Pet Column for the week of December 10, 2012


Office of Public Engagement
2001 S. Lincoln Ave.
Urbana, Illinois 61802
Phone: 217/333-2907
Sarah Netherton
Information Specialist

It’s that time of year again. A season of indulgent food, drink, and merriment is under way. Pet owners should be aware that with the good times come potential dangers for dogs and cats.

Dr. Tina Wismer, a veterinarian at the ASPCA Animal Poison Control Center who lectures at the University of Illinois College of Veterinary Medicine in Urbana, gives some advice on how to keep pets safe from holiday hazards. She cautions that some of the most life-threatening calls to the poison control center can be categorized under “grandma’s purse.”

“This is when a pet gets into a purse, which can contain anything from medications to sugarless gum. These are the most difficult cases to treat because of the infinite possibilities of what a purse can contain,” explains Dr. Wismer. She recommends that guests’ purses, luggage, and coats be kept behind closed doors and away from pets to avoid this scenario.

Dr. Wismer recommends telling guests the rules for your pet. Pancreatitis, a potentially deadly inflammation of the pancreas, can be caused by animals eating fatty treats or other inappropriate foods, and it happens more frequently during the holidays. Protect your pet by telling guests not to share table scraps with Bowser or Tabby. Even a small scrap can cause problems when each person at the party hands one out.

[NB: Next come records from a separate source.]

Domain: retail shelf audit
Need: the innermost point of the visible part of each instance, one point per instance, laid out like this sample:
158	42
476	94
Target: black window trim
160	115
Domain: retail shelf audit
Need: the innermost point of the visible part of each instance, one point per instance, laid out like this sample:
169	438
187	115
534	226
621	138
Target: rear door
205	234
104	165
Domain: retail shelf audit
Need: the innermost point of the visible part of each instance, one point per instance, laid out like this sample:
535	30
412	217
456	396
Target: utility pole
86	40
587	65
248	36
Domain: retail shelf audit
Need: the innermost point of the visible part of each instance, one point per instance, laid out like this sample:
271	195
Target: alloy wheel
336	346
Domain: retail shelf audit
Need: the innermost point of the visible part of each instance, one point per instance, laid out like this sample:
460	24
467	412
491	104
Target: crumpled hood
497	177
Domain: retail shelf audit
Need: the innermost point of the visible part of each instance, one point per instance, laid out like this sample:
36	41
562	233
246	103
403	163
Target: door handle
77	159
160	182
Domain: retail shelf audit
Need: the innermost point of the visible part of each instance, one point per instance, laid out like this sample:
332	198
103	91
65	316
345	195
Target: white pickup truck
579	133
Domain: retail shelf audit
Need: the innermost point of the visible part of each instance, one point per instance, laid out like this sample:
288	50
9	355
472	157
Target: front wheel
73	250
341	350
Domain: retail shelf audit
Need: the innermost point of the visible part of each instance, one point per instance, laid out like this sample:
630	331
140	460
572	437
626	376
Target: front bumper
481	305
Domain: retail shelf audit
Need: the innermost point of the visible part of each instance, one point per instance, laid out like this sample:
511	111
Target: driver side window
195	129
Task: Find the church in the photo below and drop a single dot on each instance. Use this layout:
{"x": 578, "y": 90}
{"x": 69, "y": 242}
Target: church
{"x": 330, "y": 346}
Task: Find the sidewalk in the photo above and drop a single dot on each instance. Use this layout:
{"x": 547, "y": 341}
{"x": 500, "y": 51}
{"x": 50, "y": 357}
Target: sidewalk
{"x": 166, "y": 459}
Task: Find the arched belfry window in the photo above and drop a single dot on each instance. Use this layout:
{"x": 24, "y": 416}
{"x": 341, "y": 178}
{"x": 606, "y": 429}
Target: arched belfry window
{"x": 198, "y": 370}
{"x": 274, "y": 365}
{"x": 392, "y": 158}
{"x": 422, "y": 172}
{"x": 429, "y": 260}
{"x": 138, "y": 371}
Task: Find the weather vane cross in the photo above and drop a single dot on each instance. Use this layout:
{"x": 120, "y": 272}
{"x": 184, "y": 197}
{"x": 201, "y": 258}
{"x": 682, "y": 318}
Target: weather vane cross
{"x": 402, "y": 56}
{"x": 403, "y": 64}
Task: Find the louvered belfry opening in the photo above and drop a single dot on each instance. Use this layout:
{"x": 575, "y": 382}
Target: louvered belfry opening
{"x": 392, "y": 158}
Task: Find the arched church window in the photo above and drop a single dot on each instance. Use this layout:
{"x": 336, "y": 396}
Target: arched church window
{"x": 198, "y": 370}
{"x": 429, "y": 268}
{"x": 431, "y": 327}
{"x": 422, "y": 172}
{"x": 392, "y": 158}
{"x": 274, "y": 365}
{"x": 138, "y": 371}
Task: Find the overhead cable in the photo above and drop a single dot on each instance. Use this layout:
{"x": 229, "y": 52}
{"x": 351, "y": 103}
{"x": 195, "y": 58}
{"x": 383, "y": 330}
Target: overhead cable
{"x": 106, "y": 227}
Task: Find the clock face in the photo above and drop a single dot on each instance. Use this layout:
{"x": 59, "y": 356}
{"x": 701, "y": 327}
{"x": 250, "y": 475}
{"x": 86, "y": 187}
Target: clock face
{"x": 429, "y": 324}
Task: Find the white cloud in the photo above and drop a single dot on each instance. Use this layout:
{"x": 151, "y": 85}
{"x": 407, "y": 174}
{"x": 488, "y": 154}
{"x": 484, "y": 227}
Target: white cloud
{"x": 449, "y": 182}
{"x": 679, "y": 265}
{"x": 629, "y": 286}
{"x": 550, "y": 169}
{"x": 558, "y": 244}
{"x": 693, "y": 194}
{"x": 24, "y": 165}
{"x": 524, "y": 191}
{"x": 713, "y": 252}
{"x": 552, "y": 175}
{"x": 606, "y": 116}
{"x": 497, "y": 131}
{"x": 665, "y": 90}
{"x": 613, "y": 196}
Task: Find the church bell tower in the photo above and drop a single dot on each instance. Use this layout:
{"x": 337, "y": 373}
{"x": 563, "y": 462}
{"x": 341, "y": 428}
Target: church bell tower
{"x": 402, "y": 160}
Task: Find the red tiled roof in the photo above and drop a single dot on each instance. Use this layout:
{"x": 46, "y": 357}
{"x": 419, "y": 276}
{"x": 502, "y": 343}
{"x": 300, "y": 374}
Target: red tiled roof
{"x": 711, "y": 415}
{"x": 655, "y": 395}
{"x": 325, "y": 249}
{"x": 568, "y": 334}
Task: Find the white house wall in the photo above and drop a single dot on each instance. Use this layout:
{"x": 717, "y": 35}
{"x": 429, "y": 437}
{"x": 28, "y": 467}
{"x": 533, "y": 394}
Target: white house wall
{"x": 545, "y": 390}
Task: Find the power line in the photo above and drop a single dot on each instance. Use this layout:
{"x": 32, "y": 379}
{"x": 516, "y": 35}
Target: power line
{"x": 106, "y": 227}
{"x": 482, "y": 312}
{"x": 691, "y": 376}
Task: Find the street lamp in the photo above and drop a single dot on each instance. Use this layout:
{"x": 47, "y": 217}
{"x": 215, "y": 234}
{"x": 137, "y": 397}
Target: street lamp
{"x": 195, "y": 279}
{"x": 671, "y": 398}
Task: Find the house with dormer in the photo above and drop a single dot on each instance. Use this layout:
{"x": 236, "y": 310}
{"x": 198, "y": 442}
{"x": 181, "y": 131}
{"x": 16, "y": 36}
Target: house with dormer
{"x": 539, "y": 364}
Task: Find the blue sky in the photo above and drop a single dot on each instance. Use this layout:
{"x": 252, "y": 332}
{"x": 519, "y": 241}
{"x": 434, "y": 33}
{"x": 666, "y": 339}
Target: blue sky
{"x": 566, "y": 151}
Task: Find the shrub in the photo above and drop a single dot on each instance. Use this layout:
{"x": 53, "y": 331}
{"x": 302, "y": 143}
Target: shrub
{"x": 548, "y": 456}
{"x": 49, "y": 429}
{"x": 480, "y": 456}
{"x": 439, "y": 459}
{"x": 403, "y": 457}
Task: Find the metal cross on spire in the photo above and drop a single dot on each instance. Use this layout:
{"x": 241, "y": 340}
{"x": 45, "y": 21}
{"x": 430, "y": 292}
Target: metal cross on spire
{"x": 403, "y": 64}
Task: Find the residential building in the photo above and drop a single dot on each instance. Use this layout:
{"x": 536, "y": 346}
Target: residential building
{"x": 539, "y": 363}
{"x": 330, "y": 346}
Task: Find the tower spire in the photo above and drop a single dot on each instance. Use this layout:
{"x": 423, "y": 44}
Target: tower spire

Drinks also cause problems. Alcohol poisoning is very serious, especially for a pet. It takes only a small amount of alcohol to make a dog or cat ill.

“Don’t leave the eggnog unattended,” Dr. Wismer warns, “because pets like its sweet taste as much as people do. If an animal has ingested alcohol, it needs to be seen by a veterinarian for fluid therapy and to be monitored for vomiting.”

Is there chocolate under your tree? If so, move it. A curious pet could unwrap the gift and consume the toxic candy inside. According to Dr. Wismer, the poison control center received an average of 21 calls per day regarding chocolate intake in animals last year, and during the holiday season that number went up to 23 calls per day.

While you are busy decorating for the holidays, Dr. Wismer warns about trimming the tree with tinsel or strings of popcorn. These are especially tempting for cats, who naturally want to play with them. If ingested, these decorations could cause a serious obstruction that requires surgery to correct.

The decorative plants common during the holidays also cause problems for pets if ingested. According to Dr. Wismer, mistletoe and holly can cause vomiting.

However, one holiday favorite is less worrisome than you may have heard.

“The toxicity of poinsettias is often exaggerated. Poinsettias are not really going to cause serious problems,” Dr. Wismer advises, “but if a pet ingested a large amount of poinsettia leaves, that could lead to an upset stomach and possibly vomiting.”